Entry Date:
January 23, 2003

The Silent Aircraft Initiative (SAI)

Principal Investigator Karen Willcox

Co-investigators Mark Drela , Wesley Harris

Project Website http://silentaircraft.org/

Project Start Date November 2003


The Silent Aircraft Initiative (SAI) is a multidisciplinary program funded by the Cambridge-MIT Institute (CMI) to enable competitive differentiation through innovative low-noise strategies in aircraft and engine system design and operation. The research aspect of this project aims to define the physical limitations to, and corresponding benefits of, the ‘value of silence’. Assessment of these involves the technology, the business case, the regional and national economics, and the surrounding policy issues. This project involves many researchers at Cambridge University and at MIT.

Professor Willcox leads the Silent Aircraft Design and Acoustic Integration research component of the SAI project. This component provides the integrative capability required by creating a framework for aircraft conceptual design with noise as the primary objective, and using this to provide quantitative assessment of performance and noise characteristics at the aircraft system level. The first step is development of a Silent Aircraft Design Framework which integrates existing aircraft design codes with acoustic and economic models and adapts them to innovative low-noise aircraft designs. We will then use this framework plus inputs from the operations and technology components to evaluate new low noise designs.

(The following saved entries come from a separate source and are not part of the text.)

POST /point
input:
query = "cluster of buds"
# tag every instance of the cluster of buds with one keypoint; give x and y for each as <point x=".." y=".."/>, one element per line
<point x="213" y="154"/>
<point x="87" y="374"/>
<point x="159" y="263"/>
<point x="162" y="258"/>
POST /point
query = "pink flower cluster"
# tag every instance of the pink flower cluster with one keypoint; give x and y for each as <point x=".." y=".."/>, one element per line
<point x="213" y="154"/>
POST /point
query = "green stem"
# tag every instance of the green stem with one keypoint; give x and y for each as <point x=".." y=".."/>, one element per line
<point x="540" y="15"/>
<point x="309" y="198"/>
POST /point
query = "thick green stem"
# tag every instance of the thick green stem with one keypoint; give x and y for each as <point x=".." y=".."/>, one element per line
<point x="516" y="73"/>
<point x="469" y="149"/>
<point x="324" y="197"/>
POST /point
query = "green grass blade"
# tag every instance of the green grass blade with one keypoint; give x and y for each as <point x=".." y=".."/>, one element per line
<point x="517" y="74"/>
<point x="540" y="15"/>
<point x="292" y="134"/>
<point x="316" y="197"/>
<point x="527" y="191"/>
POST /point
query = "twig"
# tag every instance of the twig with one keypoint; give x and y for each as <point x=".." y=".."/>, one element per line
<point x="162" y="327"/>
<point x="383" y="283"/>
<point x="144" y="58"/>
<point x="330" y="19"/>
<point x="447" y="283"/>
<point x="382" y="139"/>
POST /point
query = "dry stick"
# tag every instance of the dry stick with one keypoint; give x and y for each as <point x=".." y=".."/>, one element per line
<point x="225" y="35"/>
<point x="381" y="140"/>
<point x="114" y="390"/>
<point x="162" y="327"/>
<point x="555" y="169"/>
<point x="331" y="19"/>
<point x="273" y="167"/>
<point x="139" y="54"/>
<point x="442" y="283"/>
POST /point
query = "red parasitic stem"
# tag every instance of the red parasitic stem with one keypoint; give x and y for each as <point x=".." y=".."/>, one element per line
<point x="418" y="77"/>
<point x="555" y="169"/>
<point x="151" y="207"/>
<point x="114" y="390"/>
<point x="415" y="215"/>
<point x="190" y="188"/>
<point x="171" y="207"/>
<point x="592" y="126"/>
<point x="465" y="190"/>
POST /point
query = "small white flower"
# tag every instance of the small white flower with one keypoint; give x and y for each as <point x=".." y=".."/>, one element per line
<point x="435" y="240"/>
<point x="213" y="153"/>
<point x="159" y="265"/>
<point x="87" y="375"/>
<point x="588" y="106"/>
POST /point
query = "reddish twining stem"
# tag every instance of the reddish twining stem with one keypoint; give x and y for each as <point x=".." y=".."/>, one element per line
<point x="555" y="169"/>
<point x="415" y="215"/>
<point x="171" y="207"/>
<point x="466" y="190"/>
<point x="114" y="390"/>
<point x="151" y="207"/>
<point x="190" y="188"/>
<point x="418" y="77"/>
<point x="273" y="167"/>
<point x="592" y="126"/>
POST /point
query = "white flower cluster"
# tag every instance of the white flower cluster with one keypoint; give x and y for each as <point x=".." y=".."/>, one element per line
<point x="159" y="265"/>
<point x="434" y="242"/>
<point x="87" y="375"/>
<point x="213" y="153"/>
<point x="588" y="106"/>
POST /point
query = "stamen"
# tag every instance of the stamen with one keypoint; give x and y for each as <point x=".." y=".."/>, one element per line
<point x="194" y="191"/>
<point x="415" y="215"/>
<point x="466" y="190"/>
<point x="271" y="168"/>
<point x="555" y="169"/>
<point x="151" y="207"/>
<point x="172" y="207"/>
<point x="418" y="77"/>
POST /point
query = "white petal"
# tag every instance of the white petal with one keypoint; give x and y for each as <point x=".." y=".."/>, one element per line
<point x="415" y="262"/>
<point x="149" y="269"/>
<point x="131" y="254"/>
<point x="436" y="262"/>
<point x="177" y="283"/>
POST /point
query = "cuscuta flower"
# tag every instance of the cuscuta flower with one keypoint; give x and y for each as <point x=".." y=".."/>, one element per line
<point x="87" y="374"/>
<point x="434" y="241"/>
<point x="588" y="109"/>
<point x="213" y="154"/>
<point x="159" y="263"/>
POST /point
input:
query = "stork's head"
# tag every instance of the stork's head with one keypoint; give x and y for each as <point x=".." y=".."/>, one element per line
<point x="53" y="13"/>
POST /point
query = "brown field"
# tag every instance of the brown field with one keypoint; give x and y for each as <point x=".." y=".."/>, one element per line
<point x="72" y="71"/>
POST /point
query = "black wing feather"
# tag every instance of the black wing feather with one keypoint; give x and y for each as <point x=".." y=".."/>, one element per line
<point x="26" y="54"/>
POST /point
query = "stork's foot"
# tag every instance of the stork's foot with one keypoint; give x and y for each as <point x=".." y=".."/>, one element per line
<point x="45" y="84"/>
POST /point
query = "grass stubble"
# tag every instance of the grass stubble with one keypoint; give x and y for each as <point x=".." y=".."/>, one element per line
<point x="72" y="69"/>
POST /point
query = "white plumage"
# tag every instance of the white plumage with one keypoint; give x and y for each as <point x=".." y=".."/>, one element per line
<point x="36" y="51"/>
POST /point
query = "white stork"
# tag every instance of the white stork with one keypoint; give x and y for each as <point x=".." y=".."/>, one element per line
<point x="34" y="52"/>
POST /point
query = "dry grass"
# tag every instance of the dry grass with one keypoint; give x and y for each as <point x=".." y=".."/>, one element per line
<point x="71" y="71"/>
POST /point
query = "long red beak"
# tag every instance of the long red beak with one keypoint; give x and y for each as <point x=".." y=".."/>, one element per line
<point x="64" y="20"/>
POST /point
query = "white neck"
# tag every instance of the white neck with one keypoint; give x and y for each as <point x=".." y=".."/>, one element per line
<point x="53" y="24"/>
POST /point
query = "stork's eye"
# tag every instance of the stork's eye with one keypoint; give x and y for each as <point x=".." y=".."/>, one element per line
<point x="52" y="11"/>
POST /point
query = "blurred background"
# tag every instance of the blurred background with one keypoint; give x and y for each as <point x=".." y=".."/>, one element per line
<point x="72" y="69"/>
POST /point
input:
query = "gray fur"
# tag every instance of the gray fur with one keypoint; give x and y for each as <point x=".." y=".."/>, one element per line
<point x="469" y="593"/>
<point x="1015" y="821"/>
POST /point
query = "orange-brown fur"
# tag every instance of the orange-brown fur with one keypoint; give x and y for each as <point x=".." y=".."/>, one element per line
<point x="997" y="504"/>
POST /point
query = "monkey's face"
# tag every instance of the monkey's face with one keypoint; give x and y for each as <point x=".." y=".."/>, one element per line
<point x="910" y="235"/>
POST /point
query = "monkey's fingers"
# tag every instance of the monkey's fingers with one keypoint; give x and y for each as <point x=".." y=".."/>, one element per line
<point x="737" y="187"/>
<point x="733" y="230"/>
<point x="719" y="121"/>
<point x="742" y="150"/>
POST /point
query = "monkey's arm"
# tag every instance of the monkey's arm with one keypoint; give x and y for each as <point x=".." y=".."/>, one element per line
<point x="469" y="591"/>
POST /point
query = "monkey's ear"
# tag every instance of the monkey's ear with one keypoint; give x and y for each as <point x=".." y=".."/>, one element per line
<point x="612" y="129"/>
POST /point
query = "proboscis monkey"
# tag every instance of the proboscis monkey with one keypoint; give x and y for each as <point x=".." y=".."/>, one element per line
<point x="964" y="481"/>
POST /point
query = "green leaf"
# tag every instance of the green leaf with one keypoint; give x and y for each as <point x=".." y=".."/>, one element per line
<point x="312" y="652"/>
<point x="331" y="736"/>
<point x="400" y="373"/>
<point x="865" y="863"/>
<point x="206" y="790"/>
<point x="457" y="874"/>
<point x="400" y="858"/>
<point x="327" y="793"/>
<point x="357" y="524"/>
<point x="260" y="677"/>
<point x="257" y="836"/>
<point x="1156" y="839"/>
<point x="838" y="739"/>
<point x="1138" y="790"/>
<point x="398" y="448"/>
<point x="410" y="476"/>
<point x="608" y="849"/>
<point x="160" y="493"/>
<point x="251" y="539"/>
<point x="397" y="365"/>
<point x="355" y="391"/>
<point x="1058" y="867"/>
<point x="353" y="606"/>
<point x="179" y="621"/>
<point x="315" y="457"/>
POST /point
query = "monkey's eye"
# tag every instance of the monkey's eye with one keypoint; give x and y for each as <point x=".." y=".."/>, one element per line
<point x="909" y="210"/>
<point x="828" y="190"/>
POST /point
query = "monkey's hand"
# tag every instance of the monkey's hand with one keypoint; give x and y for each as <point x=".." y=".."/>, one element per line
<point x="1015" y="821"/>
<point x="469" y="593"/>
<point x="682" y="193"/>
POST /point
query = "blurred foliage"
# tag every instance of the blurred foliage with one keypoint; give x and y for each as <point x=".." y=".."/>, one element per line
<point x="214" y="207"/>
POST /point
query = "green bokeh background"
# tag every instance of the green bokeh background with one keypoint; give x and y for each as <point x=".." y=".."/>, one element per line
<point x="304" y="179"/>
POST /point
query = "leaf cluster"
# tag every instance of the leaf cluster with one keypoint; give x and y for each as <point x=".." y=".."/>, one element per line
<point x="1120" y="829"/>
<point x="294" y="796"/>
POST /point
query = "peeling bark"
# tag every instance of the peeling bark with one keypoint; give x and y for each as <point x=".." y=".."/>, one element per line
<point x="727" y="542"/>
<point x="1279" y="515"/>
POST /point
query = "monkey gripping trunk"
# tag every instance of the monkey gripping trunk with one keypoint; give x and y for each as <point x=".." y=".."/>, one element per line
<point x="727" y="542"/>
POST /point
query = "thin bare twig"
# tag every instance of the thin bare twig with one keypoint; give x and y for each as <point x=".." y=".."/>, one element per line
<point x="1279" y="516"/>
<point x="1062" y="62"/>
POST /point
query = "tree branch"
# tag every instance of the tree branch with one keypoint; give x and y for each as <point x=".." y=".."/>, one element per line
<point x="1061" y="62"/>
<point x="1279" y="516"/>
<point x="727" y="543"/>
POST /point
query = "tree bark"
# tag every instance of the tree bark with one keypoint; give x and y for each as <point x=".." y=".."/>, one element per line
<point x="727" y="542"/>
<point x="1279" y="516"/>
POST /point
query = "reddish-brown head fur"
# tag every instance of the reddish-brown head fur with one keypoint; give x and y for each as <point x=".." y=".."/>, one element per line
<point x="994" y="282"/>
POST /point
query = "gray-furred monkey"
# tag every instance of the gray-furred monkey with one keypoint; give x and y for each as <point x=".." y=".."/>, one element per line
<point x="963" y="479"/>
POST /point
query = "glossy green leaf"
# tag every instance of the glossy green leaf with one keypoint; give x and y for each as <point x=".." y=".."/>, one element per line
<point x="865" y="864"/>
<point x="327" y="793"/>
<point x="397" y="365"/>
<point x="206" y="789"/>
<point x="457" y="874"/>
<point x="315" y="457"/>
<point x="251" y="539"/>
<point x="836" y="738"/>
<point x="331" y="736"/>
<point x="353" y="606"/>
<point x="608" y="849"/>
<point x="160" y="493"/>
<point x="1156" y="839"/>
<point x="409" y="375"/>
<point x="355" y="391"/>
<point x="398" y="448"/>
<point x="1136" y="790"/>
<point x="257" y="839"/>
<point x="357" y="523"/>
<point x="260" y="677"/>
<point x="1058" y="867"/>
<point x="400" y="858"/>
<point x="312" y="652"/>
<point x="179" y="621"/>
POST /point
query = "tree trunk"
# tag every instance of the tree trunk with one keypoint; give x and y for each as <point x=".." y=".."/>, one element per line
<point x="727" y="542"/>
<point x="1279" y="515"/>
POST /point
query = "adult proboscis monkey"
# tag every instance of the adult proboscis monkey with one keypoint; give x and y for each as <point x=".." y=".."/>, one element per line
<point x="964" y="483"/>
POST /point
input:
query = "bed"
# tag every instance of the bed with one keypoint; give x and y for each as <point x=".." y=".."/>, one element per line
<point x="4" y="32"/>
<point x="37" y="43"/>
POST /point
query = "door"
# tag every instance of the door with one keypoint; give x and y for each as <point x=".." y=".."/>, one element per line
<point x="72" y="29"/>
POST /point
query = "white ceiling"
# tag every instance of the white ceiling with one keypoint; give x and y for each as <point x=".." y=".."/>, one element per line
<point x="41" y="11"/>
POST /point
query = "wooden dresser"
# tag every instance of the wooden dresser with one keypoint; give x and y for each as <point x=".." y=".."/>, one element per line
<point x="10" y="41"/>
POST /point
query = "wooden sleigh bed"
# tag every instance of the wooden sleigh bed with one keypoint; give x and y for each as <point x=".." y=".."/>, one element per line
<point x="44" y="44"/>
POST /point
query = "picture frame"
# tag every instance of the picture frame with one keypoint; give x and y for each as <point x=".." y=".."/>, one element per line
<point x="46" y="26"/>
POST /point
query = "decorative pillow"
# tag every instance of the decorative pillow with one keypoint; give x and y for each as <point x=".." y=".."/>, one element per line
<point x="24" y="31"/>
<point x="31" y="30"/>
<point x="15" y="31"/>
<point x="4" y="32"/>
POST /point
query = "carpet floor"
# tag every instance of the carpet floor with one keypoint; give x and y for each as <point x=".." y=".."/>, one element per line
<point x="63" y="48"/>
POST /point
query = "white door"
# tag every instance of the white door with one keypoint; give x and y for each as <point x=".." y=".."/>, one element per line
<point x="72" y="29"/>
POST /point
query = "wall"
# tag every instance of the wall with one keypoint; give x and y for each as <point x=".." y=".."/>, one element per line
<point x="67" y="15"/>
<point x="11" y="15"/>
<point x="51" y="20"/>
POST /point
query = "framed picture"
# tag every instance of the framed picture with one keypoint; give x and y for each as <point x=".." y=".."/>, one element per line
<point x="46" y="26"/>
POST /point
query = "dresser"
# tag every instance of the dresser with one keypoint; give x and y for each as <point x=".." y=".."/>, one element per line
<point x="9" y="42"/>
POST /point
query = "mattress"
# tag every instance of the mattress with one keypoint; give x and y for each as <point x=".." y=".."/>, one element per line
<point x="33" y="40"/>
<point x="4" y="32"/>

SAI was launched in November 2003 with a bold aim: to discover ways to reduce aircraft noise dramatically, to the point where it would be virtually unnoticeable to people outside the airport perimeter.

The aim of the initiative is to develop a conceptual design for an aircraft whose noise would be almost imperceptible outside the perimeter of a daytime urban airport. This requires radically different aircraft and engine designs.

The conceptual design that has been developed addresses the generation after next of aircraft, and there are still many technical challenges to be overcome before it could become a reality in the 2030 timeframe. However, the project has also clearly identified these challenges and thus provided a direction for the work needed to address them. In addition. some of the technologies and approaches could be used in more incremental aircraft designs.

Operations team is also working with an airport, air traffic control and local airlines to develop and flight test new enhanced approach procedures with current aircraft. The approaches are an enhanced form of Continuous Descent Approaches (CDAs) which reduce noise and fuel burn by eliminating level segments, keeping aircraft higher and at lower thrust levels for longer than traditional step-down approaches.

The project is carried out in a Partnership between the University of Cambridge and MIT as part of a Knowledge Integration Community of aerospace partners, which include industry, airline and airport operators, policy makers and academics.